Extended Data Fig. 6 |. Effects of AMPK activators (A769662 and metformin) on TET2 protein stability and 5hmC levels.

Extended Data Fig. 6 |

a, A2058-TET2WT cells were treated with metformin and then immunoblotted with the indicated antibodies. Metformin treatment increased the levels of pAMPK, TET2pS99 and Flag–TET2. b, A2058-TET2WT cells were treated with 2 μM, 10 μM or 100 μM A769662 (an AMPK activator) for 30 min or 1 h, and then immunoblotted with the indicated antibodies. A769662 treatment increased pAMPK, TET2pS99 and Flag–TET2 levels. c, Quantification of normalized Flag–TET2WT half-life in A2058-TET2WT cells treated with CHX and with (+) or without (−) metformin (5 mM) in Fig. 3f. Metformin treatment increased the half-life of TET2. d, Left, CHX was used to measure the half-life of Flag–TET2 in A2058-TET2WT cells treated with (+) or without (−) A769662 (100 μM) in high glucose. Right, quantification of normalized Flag–TET2WT treated with CHX and with (+) or without (−) A769662. A769662 increased TET2 stability from 42% to 73% at 4 h after CHX treatment. Data in ad are representative of three biologically independent repeats each. e, hMeDIP–qPCR showed that metformin treatment increased DhMRs to similar levels as observed in normal glucose in the previously validated genes in Extended Data Fig. 2c. n = 3 biologically independent repeats, data shown as mean ± s.d.

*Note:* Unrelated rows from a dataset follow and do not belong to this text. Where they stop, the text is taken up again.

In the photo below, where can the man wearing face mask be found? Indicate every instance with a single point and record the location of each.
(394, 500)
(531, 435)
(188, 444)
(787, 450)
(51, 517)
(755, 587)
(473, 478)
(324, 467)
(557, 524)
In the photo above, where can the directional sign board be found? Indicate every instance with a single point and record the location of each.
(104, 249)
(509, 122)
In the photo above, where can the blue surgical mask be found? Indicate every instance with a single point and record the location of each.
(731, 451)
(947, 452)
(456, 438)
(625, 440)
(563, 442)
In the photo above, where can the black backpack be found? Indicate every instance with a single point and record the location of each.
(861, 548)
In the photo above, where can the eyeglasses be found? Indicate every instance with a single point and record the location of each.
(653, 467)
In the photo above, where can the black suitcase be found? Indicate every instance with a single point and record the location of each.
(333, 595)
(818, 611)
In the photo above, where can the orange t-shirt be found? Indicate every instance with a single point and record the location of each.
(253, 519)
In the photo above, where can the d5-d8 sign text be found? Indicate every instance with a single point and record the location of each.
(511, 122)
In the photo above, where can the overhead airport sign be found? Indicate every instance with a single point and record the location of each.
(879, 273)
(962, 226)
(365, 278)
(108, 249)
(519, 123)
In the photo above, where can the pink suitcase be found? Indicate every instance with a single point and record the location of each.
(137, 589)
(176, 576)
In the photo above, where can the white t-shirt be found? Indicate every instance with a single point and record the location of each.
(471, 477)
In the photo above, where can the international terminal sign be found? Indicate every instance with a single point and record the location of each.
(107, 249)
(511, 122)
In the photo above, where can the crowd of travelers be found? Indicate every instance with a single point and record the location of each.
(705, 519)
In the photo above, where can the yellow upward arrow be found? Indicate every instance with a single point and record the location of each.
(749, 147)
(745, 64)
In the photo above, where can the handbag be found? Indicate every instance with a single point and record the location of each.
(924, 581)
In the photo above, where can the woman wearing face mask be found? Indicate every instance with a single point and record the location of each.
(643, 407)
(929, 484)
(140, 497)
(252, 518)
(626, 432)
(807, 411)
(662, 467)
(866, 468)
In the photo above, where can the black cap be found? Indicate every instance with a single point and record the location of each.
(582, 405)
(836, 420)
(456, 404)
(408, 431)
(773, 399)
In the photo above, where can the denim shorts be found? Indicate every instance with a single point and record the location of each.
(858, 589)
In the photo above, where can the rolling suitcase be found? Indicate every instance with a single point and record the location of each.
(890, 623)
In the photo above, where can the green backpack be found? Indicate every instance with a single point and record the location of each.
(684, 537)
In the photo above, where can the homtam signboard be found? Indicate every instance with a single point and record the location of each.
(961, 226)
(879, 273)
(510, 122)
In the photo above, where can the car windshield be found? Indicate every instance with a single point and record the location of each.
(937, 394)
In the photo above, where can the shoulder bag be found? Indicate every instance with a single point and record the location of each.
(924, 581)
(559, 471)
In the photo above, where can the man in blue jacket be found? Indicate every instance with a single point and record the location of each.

Extended Data Fig. 7 |. Effects of AMPK knockdown on 5hmC in cells expressing TET2WT, TET2S99A or TET2S99D.

Extended Data Fig. 7 |

a, b, Western blot (a) and RT–qPCR (b) to measure TET2 protein and mRNA levels in cells expressing TET2WT, TET2S99A or TET2S99D. TET2S99A has the lowest protein level (a), but it has the highest mRNA level (b) amongst the three cell lines. c, Representations of HPLC–MS/MS analysis of genomic DNA from A2058 cells expressing TET2WT, TET2S99A or TET2S99D with or without AMPK knockdown (AMPK KD) in Fig. 3i. Left, chromatograms of 5hmC in cells expressing TET2WT or mutants with or without AMPK KD. Right, corresponding chromatograms of G. Total cytosine levels were estimated and equalized to the intensities of G. The ratios (right) were calculated as 5hmC intensity/G intensity, which indicated the cellular 5-hydroxymethylation level. 5hmC levels in A2058 cells expressing TET2WT, but not TET2S99A or TET2S99D, were decreased after AMPK KD. d, Comparison of the rescuing effects of calpain inhibitor on TET2WT, TET2S99A and TET2S99D. Data are representative of three biologically independent repeats in a, b, d and three technical repeats in c. Data shown as mean ± s.d.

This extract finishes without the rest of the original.